By Nancy Hollingshead
Jan. 21, 2011
Scott Meacham joined Crowe & Dunlevy law firm this month as a shareholder and director after serving as state treasurer of Oklahoma since 2005. He did not run for re-election in November. Meacham formerly served as CEO and general counsel of First National Bank & Trust of Elk City, and practiced law in Clinton.
1. What will be your duties as you oversee Crowe & Dunlevy's banking and financial institutions practice group?
At Crowe & Dunlevy, we have a great group of banking lawyers at both our Tulsa and Oklahoma City locations. They are very talented and extremely knowledgeable of the intricacies of the rapidly changing landscape of banking law.
My role will be to coordinate the firm's representation of banks and financial institutions in the areas of loan negotiation and documentation, bank and bank holding company organization and operation, regulatory compliance and representation, and corporate and personal trust.
My initial focus has been on understanding the current relationships the firm has and identifying areas where we can provide additional value for clients. I have also been studying the new Dodd-Frank Financial Reform Act because of the myriad of new changes it will bring for Oklahoma banks and financial institutions.
2. What will be the biggest effect on Oklahoma and its citizens from the act?
I believe it will usher in a period of unprecedented bank consolidation and diversification as many smaller banks decide the costs of doing business make it impossible for them to continue to operate unless they pursue some sort of niche strategy or merge with a larger bank or multiple smaller banks. At the individual bank level, it will mean lower earnings on debit cards, which will make it more difficult for banks to offer free and low-cost checking accounts, and increased costs and burdens associated with home real estate lending, which may lead many banks to cease offering home mortgage products.

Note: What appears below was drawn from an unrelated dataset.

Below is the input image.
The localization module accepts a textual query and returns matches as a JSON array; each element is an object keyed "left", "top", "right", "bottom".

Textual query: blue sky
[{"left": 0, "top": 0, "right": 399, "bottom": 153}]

Also, banks will face a new and very powerful consumer regulator in the Bureau of Consumer Financial Protection.
3. What do you see as the state's financial outlook for 2011?
Oklahoma has clearly started on the path out of the recession we suffered through from late 2008 until about March of 2010. Although state economic activity and resulting state revenues have improved, we still have a long way to go until the economy gets back to where it was before the downturn.
I believe our economy has been growing at around 2 to 3 percent since last March. For 2011, I see a continuation of slow growth in that range. I do not think we will see an improvement in growth rates until the price of natural gas rebounds. So, it looks like the economy will continue to improve but at a slow pace for the rest of 2011.
4. After leading such a public life, what do you expect now that you are entering the private sector again?
Both my wife, Susan, and I are very private people. My original life goals never included being a politician or a public servant. Politics sought me out instead of the other way around. I got into politics at the urging of and to help my best friend from law school, Brad Henry, when he was elected governor.
It was always my plan to return to the private sector and a more private existence after his term of office was over. It will be nice to be able to go out on a date with my wife and absolutely no one will know who we are.
5. What single thing are you most proud of during your time as state treasurer?
We accomplished a lot in the 5 1/2 years I was privileged to serve. As a group, I am most proud of my staff and the great job they did at implementing all of the changes I wanted to make.
If I had to choose one thing, however, I would probably say it is the hundreds of millions of dollars in savings and increased earnings I was able to obtain for Oklahoma's taxpayers. I was able to modernize and restructure the state's investments and more than triple earnings on state investments, which amounts to over $100 million a year.
I was also able to renegotiate a myriad of state financial services contracts, saving over several hundred million over the term of these agreements.
At the end of the day, that is probably the most important thing a state treasurer can do.